Restrictions on chips cast doubt on the future of artificial intelligence in China
AI models are trained on massive amounts of data, requiring massive amounts of computing power. currently, Nvidia He is the leading designer of the chips required for this, known as graphics processing units (GPUs).
Most leading AI companies train their systems on high-performance Nvidia chips, but not in China.
Over the past year or so, the United States has intensified export restrictions on advanced semiconductor and chip manufacturing equipment to China. I mean NvidiaThe company’s advanced chips cannot be exported to the country, and the company has been forced to create sanctions-compliant semiconductors to export them.

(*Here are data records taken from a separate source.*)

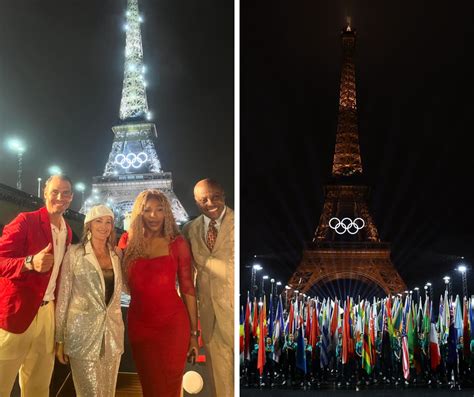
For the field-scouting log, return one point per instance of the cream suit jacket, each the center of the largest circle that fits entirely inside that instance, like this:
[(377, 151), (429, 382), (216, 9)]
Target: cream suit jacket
[(88, 327), (215, 277)]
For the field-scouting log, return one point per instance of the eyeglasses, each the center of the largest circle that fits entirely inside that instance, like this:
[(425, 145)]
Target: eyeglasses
[(65, 193), (213, 198)]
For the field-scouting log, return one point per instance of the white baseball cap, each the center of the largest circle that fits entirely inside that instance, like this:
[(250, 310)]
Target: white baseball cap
[(98, 211)]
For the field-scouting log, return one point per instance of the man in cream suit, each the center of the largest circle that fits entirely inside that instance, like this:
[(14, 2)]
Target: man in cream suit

Despite these limitations, Chinese companies are still able to launch advanced AI models.
“Major Chinese technology platforms currently have sufficient access to computing power to continue improving models. This is because they have stored large numbers of Nvidia GPUs and are also leveraging domestic GPUs from Huawei and other companies,” DGA Group’s Triolo said.
Indeed, so were Chinese companies Strengthening efforts to create viable alternatives to Nvidia. Huawei has been one of the leading companies pursuing this goal in China, and companies love it Baidu Alibaba is also investing in semiconductor design.
“However, the gap in terms of edge computing will become larger over time, especially next year as Nvidia rolls out its own Blackwell-based systems that are limited to export to China,” Triolo said.
Lux Capital’s Isford noted that China is “systematically investing in and growing the entire domestic AI infrastructure outside of Nvidia using high-performance AI chips from companies like Baidu.”
“Whether or not Nvidia chips are banned in China will not prevent China from investing and building its own infrastructure to build and train AI models,” she added.